2. Acid perfusion test
After heartburn, chest pain is the second most common symptom of GERD. This diagnostic test is basically performed to determine if the chest pain is associated with acid reflux. A tube is passed through the nose, into the throat and into the middle of the esophagus. Two different dilute solutions, one with acid and the other with normal salt, are perfused alternately through the tube and into the esophagus. If the acid induces the same pain and the salt solution does not trigger any kind of pain, it determines that the acid reflux is responsible for the chest pain experienced by the patient.
3. Esophageal motility testing
Esophageal motility testing is performed to determine the symptoms of GERD which otherwise do not respond to the treatment. This test can evaluate the abnormal working of the esophageal muscle. A tube (catheter) is passed through the nose, into the throat and into the esophagus, with a sensor connected to its tip. The other end of the catheter is connected to a recorder. Pressure is generated in the esophagus and the contraction of the esophageal muscle is detected, and the difference from normal is thus evaluated. Motility testing is also performed before a surgical treatment of GERD to determine if the patient also has a motility disorder of the esophageal muscle.

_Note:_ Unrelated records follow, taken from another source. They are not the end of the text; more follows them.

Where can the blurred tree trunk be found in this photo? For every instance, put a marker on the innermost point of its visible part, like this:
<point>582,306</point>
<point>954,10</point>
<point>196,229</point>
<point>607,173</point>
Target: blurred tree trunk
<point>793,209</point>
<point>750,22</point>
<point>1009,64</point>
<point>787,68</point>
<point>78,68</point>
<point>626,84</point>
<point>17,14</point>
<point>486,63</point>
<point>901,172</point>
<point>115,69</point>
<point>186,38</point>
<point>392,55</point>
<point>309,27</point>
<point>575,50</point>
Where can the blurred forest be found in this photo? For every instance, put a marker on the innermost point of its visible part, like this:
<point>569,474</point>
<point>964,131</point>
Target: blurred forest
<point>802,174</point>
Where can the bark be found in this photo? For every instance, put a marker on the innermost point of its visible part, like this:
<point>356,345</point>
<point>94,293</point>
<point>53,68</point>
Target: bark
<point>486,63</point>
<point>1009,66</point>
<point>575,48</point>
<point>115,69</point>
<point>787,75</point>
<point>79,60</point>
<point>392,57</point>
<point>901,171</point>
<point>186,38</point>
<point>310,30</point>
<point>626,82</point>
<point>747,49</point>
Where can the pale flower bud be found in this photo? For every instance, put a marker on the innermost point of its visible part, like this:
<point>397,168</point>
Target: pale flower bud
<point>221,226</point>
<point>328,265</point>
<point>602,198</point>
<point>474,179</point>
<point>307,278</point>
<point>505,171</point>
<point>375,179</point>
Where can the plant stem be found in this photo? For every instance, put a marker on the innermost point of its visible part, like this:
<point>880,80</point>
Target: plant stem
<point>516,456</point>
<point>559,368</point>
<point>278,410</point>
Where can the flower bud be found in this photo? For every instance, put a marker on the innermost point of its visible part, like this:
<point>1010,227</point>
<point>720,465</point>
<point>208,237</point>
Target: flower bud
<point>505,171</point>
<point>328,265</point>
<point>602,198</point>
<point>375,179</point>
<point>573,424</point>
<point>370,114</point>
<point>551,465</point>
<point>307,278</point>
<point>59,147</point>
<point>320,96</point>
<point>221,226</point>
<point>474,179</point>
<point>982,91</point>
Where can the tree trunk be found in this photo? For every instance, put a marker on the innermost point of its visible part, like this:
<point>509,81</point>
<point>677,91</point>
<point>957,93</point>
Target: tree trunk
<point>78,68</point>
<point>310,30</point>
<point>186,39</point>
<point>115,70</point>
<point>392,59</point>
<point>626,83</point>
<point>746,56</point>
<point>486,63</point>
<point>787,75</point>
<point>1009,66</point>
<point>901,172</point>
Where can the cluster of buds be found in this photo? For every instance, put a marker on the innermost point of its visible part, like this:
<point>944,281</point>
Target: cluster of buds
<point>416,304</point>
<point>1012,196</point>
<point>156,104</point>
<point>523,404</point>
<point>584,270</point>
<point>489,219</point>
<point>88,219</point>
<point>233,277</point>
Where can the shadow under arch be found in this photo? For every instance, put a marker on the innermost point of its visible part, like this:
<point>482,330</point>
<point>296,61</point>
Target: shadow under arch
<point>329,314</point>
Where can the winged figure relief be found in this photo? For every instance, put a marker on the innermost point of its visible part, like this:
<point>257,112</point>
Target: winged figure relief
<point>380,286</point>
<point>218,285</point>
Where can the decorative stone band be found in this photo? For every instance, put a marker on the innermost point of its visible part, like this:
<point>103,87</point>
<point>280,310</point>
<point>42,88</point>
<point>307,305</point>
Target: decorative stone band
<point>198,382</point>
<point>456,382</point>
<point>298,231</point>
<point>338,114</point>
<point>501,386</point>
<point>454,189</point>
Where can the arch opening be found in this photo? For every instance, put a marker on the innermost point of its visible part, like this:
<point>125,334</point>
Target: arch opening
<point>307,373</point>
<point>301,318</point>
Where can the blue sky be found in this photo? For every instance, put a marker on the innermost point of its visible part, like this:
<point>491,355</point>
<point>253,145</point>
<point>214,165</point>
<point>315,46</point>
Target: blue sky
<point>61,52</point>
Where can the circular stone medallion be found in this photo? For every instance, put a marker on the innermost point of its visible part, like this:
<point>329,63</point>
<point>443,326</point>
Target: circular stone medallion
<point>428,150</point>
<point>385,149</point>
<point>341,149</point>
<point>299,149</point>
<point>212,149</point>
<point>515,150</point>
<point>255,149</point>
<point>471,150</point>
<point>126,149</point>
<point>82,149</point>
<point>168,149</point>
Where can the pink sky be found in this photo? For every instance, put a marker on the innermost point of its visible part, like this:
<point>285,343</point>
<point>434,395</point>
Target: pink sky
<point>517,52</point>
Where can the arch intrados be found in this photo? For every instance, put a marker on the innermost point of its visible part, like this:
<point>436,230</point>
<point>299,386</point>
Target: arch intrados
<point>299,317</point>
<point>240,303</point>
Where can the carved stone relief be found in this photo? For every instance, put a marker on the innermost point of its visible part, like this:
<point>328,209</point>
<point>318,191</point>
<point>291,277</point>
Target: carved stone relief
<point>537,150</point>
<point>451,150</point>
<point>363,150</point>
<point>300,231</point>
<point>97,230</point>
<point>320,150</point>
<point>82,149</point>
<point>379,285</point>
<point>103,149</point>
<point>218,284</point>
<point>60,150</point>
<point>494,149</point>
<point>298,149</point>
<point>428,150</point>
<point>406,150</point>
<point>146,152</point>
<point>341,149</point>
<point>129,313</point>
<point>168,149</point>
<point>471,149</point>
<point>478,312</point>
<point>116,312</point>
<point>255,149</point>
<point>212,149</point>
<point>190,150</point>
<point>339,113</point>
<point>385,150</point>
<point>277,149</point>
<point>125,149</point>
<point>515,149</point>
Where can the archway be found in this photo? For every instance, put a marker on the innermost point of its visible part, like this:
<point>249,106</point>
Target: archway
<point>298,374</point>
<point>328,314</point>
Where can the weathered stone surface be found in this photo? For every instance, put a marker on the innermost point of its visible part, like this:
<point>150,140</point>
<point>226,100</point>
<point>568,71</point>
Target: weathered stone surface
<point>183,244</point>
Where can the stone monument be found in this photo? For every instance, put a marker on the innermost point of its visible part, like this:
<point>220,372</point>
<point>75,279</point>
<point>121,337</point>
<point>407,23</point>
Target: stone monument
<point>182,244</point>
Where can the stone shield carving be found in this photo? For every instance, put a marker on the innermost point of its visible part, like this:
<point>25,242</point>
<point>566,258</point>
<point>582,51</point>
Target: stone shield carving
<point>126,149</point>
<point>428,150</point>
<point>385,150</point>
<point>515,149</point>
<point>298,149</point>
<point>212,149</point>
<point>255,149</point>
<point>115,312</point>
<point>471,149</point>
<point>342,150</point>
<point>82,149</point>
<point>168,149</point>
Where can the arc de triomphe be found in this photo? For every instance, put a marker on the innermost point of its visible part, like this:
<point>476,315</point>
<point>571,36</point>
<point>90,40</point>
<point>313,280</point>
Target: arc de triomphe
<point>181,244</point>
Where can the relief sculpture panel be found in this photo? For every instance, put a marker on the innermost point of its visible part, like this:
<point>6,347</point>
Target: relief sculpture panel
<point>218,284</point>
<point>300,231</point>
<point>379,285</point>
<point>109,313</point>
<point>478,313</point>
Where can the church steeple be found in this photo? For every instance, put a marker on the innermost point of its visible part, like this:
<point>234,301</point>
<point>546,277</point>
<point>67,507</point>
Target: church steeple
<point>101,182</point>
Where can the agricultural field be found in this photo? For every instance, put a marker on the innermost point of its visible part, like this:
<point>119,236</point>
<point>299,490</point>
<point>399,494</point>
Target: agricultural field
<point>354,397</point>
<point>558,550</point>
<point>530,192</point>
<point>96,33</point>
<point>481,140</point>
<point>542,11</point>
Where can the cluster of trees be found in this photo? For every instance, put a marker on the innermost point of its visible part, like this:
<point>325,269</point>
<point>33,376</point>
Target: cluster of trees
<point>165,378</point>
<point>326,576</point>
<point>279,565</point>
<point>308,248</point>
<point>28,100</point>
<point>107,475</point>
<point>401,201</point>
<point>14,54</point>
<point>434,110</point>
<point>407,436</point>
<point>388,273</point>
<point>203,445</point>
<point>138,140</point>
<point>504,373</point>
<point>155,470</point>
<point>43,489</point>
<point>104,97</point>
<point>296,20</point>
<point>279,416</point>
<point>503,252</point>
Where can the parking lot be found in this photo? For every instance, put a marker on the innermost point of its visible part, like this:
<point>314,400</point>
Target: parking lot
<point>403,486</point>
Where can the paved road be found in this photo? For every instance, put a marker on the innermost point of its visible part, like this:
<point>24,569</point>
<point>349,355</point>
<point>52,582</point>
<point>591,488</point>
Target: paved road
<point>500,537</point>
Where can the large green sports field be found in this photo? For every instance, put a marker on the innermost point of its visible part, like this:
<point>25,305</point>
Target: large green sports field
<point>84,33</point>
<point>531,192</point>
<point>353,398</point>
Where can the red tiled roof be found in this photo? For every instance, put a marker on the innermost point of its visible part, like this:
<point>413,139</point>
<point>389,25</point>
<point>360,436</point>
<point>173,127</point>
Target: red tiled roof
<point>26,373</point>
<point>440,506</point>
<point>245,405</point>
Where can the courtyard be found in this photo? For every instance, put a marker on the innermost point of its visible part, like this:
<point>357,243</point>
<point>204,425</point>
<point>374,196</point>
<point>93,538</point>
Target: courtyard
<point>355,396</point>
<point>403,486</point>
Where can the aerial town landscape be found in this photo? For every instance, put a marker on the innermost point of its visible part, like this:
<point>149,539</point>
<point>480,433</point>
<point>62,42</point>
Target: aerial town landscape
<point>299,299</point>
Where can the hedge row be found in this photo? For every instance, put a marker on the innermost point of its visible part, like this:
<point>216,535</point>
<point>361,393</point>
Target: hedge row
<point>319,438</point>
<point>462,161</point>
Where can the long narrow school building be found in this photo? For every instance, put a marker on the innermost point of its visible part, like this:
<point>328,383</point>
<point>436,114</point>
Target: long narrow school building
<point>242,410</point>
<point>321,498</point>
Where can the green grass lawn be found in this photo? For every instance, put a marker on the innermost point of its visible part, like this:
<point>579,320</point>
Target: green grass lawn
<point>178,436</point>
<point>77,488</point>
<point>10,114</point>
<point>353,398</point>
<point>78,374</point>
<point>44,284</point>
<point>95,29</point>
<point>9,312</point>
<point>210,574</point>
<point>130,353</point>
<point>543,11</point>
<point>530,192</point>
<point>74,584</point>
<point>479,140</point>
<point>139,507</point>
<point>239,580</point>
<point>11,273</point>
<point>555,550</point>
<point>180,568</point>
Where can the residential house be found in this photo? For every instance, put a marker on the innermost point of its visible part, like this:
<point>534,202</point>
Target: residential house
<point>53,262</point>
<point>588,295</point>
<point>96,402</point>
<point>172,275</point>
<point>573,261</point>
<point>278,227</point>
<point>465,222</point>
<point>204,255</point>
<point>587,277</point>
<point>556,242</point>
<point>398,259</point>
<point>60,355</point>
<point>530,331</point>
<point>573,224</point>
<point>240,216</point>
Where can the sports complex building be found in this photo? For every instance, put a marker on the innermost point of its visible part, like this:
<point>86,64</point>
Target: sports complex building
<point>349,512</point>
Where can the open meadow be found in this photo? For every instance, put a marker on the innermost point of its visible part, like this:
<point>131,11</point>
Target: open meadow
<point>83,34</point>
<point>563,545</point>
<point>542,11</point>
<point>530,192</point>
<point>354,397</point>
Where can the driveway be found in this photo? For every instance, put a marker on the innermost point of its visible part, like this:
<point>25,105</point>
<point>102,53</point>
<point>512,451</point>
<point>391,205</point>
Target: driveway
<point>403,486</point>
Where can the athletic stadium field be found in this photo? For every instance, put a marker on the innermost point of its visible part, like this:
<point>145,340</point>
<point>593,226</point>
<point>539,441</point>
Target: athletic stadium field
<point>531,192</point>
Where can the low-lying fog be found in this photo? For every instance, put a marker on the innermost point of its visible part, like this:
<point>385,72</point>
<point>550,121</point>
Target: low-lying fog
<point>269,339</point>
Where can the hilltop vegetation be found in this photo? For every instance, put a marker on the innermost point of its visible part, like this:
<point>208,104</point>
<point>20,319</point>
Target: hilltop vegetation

Esophago-gastro-duodenoscopy, abbreviated as EGD, is a common diagnostic test for GERD. In this procedure, the patient is made to swallow a tube containing an optical system to visually diagnose the esophagus, duodenum and stomach. This type of endoscopy is particularly conducted to determine if the lining of the esophagus is inflamed. It can also determine other aspects of the disease such as ulcers, strictures and Barrett’s esophagus.
Before endoscopy was used as a diagnostic measure, conducting an X-ray was the only method which could determine GERD. To diagnose the disease, the patient is made to swallow barium and an X-ray of the esophagus containing barium is taken. It is effective in cases where the lining of esophagus is damaged, but if the patient has not yet suffered any damage to the esophagus, the test fails to show any other signs of GERD. In today’s practice, X-rays are combined with endoscopy to determine the extent of the damage done by the disease.
6. Characteristic symptoms and response to treatment
This diagnosis is based on the response of the symptom to a particular treatment. Heartburn is a characteristic symptom of GERD. It can be described as a burning sensation under the middle of the chest, and is commonly experienced after meals. It becomes worse with bending or lying down. Frequent episodes of heartburn can be suspected as GERD. To diagnose the disease, doctors often provide medicines to suppress the production of acids in the stomach. If heartburn is then reduced to an extent, it confirms GERD. This is a common diagnostic approach practiced by general physicians which may or may not be followed with other diagnostic tests.
7. Esophageal acid testing
People with GERD suffer from more acid reflux in the esophagus than non-patients. Also, the disease can be determined by the amount of time the esophagus contains acid. This time can be determined with the help of a 24 hour esophageal pH test. In this procedure, a tube (catheter), which has a sensor on its tip that senses acid, is passed through the nose into the esophagus. The catheter placed in the esophagus is connected to a recorder for a 24-hour period in which the acid reflux into the esophagus is monitored. This pH testing method is one of the most accurate methods to determine GERD.